The train, travelling from Nevertire to Manildra derailed causing substantial damage to wagons and track infrastructure, however there were no injuries. The investigation, conducted on behalf of ATBSI by the NSW Office of Transport Safety Investigation (OTSI), found that maintenance of identified defects did not prevent these defects from re-occurring.
The train was also travelling 20km/h above the 60km/h speed limit for that section of track.
OTSI CEO and chief investigator Mick Quinn said that defects around a rail joint as well as speed contributed to the derailment.
“The incident highlights the importance of ensuring that track is free of defects that effect safety and that trains travel at or below the speed specified in rail network standards.”
Following the derailment, the Australian Rail Track Corporation (ARTC), which manages that section of track, has made changes to its track maintenance systems and processes, and is replacing sleepers and removing rail joints.

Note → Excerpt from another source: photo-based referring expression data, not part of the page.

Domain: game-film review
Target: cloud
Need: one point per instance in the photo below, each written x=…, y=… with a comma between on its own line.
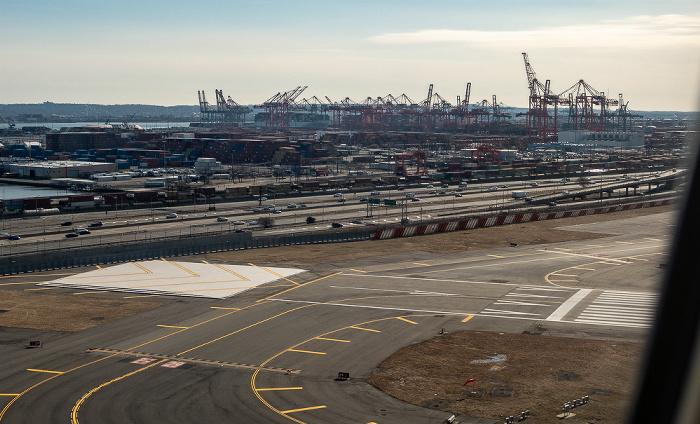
x=638, y=32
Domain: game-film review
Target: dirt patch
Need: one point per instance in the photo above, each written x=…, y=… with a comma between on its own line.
x=513, y=373
x=64, y=312
x=539, y=232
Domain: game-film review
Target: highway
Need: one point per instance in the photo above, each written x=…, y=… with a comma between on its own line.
x=272, y=353
x=132, y=225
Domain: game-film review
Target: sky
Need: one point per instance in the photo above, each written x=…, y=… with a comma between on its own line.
x=162, y=52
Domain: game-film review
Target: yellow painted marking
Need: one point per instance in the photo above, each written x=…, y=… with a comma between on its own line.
x=365, y=329
x=332, y=340
x=138, y=297
x=228, y=270
x=306, y=351
x=300, y=285
x=239, y=330
x=274, y=273
x=51, y=372
x=42, y=275
x=181, y=267
x=139, y=266
x=76, y=407
x=303, y=409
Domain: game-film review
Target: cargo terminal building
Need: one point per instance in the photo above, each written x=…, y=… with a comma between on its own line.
x=58, y=169
x=604, y=139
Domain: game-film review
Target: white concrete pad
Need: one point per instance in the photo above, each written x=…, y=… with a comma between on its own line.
x=194, y=279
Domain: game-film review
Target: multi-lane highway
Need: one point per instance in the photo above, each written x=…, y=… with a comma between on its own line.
x=350, y=208
x=273, y=352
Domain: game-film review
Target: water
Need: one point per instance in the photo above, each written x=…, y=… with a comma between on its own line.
x=58, y=125
x=10, y=191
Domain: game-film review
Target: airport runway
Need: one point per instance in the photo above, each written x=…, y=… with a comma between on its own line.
x=272, y=352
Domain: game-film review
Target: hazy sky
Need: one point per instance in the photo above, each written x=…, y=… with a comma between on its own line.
x=162, y=52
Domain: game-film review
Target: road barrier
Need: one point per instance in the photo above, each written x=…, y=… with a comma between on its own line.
x=202, y=244
x=494, y=221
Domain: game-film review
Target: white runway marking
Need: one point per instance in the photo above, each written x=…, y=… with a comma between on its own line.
x=193, y=279
x=567, y=306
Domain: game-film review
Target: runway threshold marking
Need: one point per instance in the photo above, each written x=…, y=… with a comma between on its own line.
x=274, y=273
x=332, y=340
x=298, y=286
x=47, y=371
x=76, y=407
x=306, y=351
x=303, y=409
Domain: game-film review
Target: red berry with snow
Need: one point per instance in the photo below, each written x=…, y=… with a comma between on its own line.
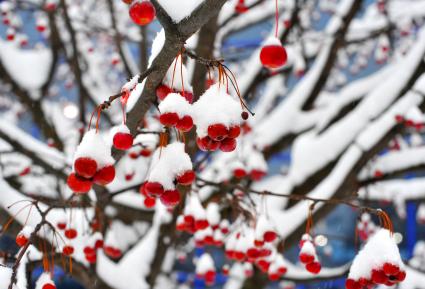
x=186, y=178
x=21, y=240
x=228, y=145
x=185, y=124
x=154, y=188
x=79, y=185
x=71, y=233
x=123, y=141
x=273, y=54
x=170, y=198
x=104, y=176
x=169, y=119
x=142, y=12
x=85, y=167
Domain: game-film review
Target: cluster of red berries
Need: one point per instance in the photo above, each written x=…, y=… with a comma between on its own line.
x=388, y=274
x=219, y=137
x=308, y=256
x=142, y=12
x=175, y=112
x=89, y=167
x=273, y=55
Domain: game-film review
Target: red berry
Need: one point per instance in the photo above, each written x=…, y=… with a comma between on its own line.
x=273, y=56
x=154, y=188
x=142, y=12
x=201, y=224
x=401, y=276
x=145, y=153
x=78, y=184
x=21, y=240
x=241, y=7
x=85, y=167
x=390, y=269
x=149, y=202
x=185, y=124
x=61, y=225
x=313, y=267
x=169, y=119
x=239, y=173
x=234, y=131
x=378, y=277
x=186, y=178
x=68, y=250
x=104, y=176
x=123, y=141
x=257, y=175
x=170, y=198
x=71, y=233
x=207, y=144
x=351, y=284
x=270, y=236
x=306, y=258
x=162, y=91
x=218, y=132
x=228, y=145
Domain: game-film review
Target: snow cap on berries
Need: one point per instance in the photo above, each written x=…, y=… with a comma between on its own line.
x=43, y=280
x=216, y=106
x=174, y=102
x=381, y=248
x=205, y=263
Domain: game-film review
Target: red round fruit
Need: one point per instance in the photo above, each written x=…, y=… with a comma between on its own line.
x=273, y=56
x=351, y=284
x=170, y=198
x=154, y=188
x=104, y=176
x=71, y=233
x=239, y=173
x=201, y=224
x=314, y=267
x=21, y=240
x=186, y=178
x=162, y=91
x=85, y=167
x=207, y=144
x=306, y=258
x=185, y=124
x=142, y=12
x=270, y=236
x=78, y=184
x=228, y=145
x=68, y=250
x=123, y=141
x=149, y=202
x=257, y=175
x=169, y=119
x=218, y=132
x=49, y=286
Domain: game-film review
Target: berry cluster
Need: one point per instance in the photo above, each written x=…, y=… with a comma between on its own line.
x=173, y=167
x=93, y=163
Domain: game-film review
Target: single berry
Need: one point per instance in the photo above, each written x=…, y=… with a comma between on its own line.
x=85, y=167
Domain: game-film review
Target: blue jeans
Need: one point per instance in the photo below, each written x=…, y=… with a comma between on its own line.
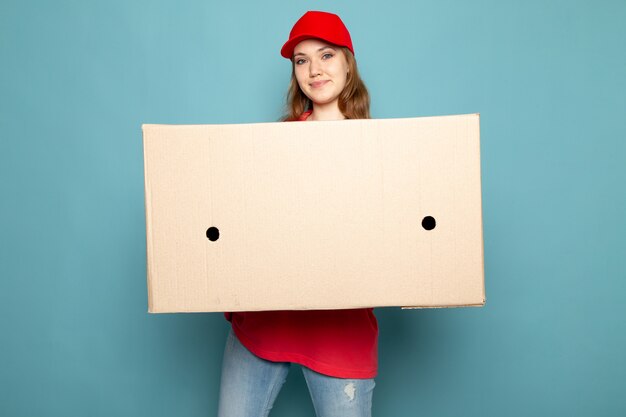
x=250, y=385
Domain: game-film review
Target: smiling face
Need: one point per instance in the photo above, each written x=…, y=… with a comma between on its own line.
x=321, y=70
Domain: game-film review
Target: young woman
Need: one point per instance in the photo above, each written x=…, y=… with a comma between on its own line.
x=337, y=349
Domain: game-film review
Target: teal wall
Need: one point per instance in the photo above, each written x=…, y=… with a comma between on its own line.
x=77, y=80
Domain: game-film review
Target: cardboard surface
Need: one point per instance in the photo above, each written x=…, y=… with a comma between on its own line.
x=323, y=215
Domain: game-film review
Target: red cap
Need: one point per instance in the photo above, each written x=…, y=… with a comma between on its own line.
x=321, y=25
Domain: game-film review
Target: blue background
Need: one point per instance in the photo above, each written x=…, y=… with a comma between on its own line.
x=77, y=80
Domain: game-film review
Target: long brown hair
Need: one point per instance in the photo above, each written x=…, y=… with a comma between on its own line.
x=354, y=100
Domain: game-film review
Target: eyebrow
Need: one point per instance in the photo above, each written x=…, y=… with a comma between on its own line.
x=319, y=50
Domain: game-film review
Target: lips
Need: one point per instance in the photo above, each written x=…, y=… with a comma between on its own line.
x=318, y=84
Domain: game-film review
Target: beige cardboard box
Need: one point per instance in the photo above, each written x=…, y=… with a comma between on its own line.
x=323, y=215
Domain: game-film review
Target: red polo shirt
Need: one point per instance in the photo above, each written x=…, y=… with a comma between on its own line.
x=339, y=343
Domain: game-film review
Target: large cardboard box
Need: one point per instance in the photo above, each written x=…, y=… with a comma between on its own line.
x=323, y=215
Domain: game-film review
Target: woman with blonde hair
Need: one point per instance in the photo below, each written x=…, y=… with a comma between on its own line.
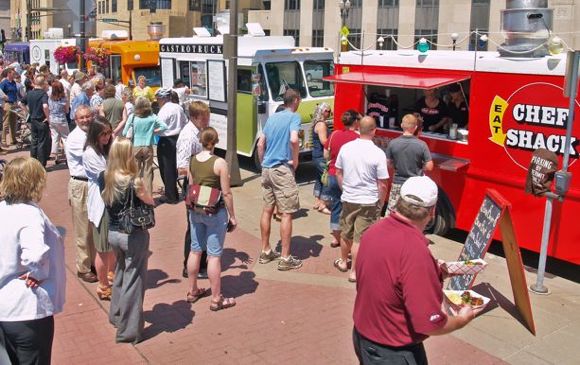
x=32, y=270
x=319, y=137
x=208, y=231
x=143, y=124
x=142, y=89
x=123, y=186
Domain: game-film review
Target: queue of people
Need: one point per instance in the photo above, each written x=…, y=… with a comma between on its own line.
x=110, y=156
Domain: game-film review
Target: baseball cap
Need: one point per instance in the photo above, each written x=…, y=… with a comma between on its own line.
x=79, y=76
x=419, y=190
x=163, y=92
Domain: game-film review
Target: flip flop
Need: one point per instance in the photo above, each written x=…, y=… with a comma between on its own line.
x=337, y=265
x=197, y=295
x=222, y=303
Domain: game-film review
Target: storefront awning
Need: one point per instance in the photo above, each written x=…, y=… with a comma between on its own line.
x=396, y=79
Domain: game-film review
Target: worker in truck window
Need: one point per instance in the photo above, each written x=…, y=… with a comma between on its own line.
x=457, y=106
x=433, y=111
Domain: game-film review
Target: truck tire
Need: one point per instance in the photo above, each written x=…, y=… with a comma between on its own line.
x=444, y=218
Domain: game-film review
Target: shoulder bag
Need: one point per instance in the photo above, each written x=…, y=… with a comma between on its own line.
x=135, y=214
x=203, y=199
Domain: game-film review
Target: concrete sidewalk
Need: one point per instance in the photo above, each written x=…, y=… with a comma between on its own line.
x=299, y=317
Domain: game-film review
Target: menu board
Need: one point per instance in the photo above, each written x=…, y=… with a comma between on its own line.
x=167, y=77
x=216, y=71
x=479, y=238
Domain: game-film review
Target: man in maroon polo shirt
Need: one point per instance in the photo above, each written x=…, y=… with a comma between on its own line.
x=399, y=284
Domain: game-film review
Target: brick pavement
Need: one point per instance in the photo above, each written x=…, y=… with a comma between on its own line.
x=301, y=317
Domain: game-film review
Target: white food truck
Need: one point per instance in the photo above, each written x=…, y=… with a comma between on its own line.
x=267, y=66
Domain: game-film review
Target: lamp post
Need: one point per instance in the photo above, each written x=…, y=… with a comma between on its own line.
x=344, y=7
x=454, y=38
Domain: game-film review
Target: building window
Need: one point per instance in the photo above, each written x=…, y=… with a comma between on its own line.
x=318, y=38
x=355, y=37
x=318, y=5
x=294, y=33
x=479, y=21
x=390, y=36
x=194, y=5
x=291, y=4
x=427, y=18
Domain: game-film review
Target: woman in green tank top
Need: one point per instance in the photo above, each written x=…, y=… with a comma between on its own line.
x=208, y=232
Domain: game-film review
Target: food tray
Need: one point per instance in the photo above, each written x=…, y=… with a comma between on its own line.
x=449, y=294
x=468, y=267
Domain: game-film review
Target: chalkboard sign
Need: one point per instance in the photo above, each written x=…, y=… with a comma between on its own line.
x=479, y=238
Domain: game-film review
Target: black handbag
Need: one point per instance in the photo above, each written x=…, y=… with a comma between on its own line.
x=136, y=214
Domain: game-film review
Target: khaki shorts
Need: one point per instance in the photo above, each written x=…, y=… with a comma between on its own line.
x=356, y=218
x=279, y=188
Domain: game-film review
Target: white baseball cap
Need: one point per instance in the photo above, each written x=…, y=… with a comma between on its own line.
x=419, y=190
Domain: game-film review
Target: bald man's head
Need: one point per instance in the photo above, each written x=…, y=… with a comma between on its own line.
x=367, y=126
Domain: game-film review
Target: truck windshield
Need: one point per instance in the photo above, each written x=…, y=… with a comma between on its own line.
x=152, y=75
x=315, y=71
x=283, y=76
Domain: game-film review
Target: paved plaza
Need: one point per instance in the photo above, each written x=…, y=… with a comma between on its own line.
x=298, y=317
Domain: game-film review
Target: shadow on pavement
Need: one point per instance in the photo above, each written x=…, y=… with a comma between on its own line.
x=167, y=318
x=304, y=247
x=499, y=300
x=156, y=278
x=230, y=256
x=237, y=286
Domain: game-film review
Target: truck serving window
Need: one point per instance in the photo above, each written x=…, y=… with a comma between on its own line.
x=152, y=75
x=315, y=71
x=283, y=76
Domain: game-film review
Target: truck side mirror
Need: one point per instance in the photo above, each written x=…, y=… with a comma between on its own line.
x=261, y=107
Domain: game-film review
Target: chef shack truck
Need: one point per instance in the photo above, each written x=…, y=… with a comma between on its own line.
x=267, y=67
x=515, y=106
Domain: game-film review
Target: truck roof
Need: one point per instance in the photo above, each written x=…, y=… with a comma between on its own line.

In a separate incident, at Eagle Junction in Brisbane, a newly replaced points machine resulted in an incorrect authority displayed by a signal.
The driver and signal electrician at the time, in 2018, noticed the irregularity, and reported it, however a short time later another train approach and crossed over the conflicting route.
An ATSB investigation found that the master circuit diagram had not been updated to reflect modifications. ATSB director transport safety Stuart Godley said that to avoid this, safety critical infrastructure must be supported by precise documentation.
“Accurate and up-to-date engineering documents correlating with in‑field equipment are fundamental to the effectiveness of an engineered interlocked signalling system to maintain train separation.”